Il materiale biologico (si veda alla voce Detailed Description della pagina ufficiale del trial) viene testato per escludere la presenza di altri virus, come epatite A, epatite E, ma non solo, e analizzato per quanto riguarda il titolo di anticorpi sviluppati. Solo a questo punto il plasma con gli anticorpi viene inoculato in un paziente come potenziale trattamento terapeutico.

Per ogni nuovo donatore, il processo deve per forza essere replicato daccapo. «Lo svantaggio principale – è la virtuale impossibilità, non insormontabile, di standardizzare vista la variabilità da donatore a donatore» commentava a tale proposito il 3 maggio sul sito Medical Facts il virologo Guido Silvestri, professore presso la Emory University di Atlanta, non coinvolto in prima persona nelle ricerche in questione. Insomma, per quanto gli anticorpi prodotti dal corpo umano siano un prodotto naturale, non possiamo certo dire che l’intera pratica per consentire il loro impiego sia priva di ostacoli, o abbia un costo «quasi zero», come recita il messaggio.

Sul tema del trattamento con il plasma, non bisogna poi dimenticare che si tratta di un argomento di dibattito all’interno della stessa comunità scientifica: «i dati di letteratura sono al momento molto scarsi, quasi aneddotici» ha commentato per esempio, il 4 maggio, il professor Pierluigi Viale, direttore del Dipartimento di Scienze Mediche e Chirurgiche dell’Università di Bologna e componente dell’Unità di crisi Covid-19 per la regione Emilia Romagna, regione che su questo fronte ha optato per una linea prudenziale scegliendo di non adottare al momento questa terapia sui pazienti delle proprie strutture sanitarie. Non sappiamo ancora se gli anticorpi dei pazienti guariti siano protettivi e per quanto perdurino, sostiene Viale, e apparirebbe azzardato somministrare passivamente anticorpi ad un paziente, specie in una fase dove è possibile utilizzare risorse alternative, finché non sono noti tutti i rischi associati a questo trattamento nel caso del Covid-19. «L’utilizzo routinario del plasma in pazienti affetti da nuovo coronavirus dovrebbe avere una rigorosa fase sperimentale ed un più lungo follow-up prima di essere considerato una terapia di riferimento», conclude il professore.

In conclusione

Negli ultimi giorni è diventato virale un messaggio su WhatsApp in cui si parla di un azzeramento dei decessi di pazienti Covid presso l’ospedale di Mantova «da quasi un mese» e del successo di una cura con il plasma iperimmune.

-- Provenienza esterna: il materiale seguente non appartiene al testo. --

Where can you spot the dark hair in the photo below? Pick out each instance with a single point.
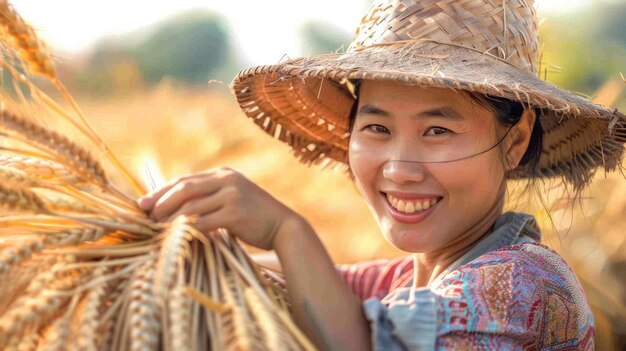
(508, 112)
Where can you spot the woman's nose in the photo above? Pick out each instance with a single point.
(401, 172)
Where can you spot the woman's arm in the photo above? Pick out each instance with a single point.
(322, 304)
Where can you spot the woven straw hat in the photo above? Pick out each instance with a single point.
(485, 46)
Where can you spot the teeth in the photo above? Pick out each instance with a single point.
(411, 206)
(401, 206)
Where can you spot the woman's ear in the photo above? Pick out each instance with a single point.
(519, 138)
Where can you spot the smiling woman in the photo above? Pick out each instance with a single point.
(432, 109)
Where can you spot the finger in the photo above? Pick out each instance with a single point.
(202, 206)
(148, 200)
(213, 221)
(182, 192)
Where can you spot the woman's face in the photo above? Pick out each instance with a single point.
(396, 129)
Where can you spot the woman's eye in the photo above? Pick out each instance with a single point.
(377, 128)
(436, 131)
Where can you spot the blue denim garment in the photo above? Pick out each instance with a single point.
(406, 319)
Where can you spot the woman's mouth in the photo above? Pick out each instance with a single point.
(410, 210)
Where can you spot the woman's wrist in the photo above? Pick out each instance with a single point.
(291, 233)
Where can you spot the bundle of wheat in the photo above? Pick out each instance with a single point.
(82, 267)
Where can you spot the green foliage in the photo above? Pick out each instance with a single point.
(589, 46)
(189, 47)
(322, 38)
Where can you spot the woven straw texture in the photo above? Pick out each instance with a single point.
(486, 46)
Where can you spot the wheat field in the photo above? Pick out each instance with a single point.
(204, 128)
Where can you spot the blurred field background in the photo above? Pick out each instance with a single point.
(155, 88)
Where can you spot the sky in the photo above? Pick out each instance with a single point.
(264, 31)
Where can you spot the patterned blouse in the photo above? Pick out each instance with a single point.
(508, 292)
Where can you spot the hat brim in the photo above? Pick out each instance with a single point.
(305, 103)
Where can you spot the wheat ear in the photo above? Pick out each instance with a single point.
(18, 251)
(143, 312)
(79, 159)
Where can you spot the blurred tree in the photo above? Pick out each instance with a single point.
(190, 47)
(322, 38)
(588, 46)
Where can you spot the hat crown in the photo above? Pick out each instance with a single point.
(506, 29)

L’informazione circa l’azzeramento dei decessi nell’ospedale della provincia lombarda è priva di fondamento. Non ne si trova traccia né sul sito dell’Asst Mantova e non è stata confermata dall’ospedale contattato dalla redazione di Facta.

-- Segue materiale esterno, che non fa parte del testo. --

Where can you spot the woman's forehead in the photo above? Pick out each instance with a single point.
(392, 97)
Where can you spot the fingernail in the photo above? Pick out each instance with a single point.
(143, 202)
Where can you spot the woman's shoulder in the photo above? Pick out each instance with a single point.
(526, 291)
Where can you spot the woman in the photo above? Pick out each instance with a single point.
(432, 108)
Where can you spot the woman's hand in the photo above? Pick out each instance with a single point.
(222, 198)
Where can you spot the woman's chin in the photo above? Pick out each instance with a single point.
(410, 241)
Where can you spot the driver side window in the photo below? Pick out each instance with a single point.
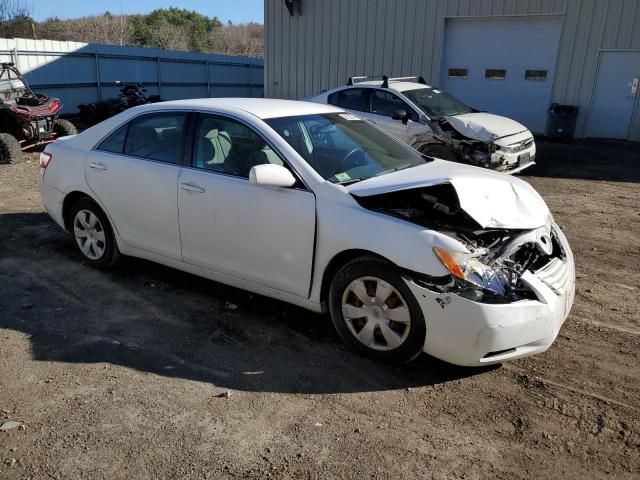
(227, 146)
(385, 103)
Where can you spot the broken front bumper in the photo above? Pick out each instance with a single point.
(513, 158)
(469, 333)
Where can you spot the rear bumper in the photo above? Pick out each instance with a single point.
(468, 333)
(53, 200)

L’idea di trattare i pazienti di Covid-19 presso l’ospedale di Mantova con il plasma di persone che hanno superato la malattia, per rafforzarne le difese immunitarie, è reale e l’ospedale ha portato avanti nelle ultime settimane, in collaborazione con il policlinico di Pavia, una sperimentazione per valutare l’efficacia del metodo. Alcuni ricercatori coinvolti in prima persona nel trial hanno riportato ai media dei risultati positivi.

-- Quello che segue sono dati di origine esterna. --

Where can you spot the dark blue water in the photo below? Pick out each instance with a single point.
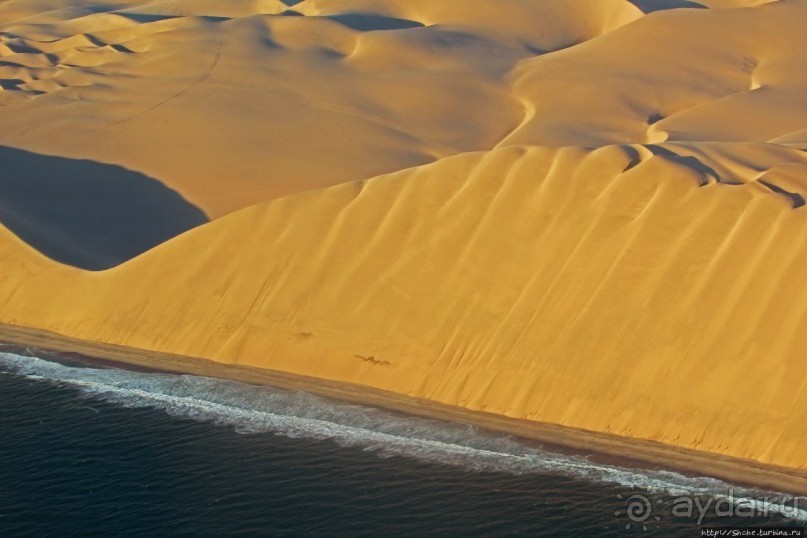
(86, 450)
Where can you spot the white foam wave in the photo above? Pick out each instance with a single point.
(253, 409)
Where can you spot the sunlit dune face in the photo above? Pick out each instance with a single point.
(586, 213)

Il potenziale terapeutico di questo approccio nei confronti delle infezioni virali esiste, ed è stato studiato in passato in alcuni pazienti di Ebola, o di Sars, ma nel caso del virus Sars-CoV-2 all’origine dell’attuale pandemia non sono ancora stati presentati dati consistenti né sono a oggi disponibili pubblicazioni scientifiche su questa specifica sperimentazione. Finché questi dati non saranno condivisi con la comunità scientifica, non è possibile quindi riferirsi a questa opzione come a una cura già disponibile, come nel messaggio divenuto virale su WhatsApp.

Inoltre, anche se i risultati dovessero presto arrivare, e fossero molto promettenti, non si tratterebbe di una soluzione definitiva al Covid-19, bensì di una strategia da impiegare in alcuni selezionati casi, in condizioni di emergenza e con dinamiche complesse. Non si tratta, insomma, della “cura” contro il nuovo coronavirus ma di uno dei tanti percorsi in fase di studio.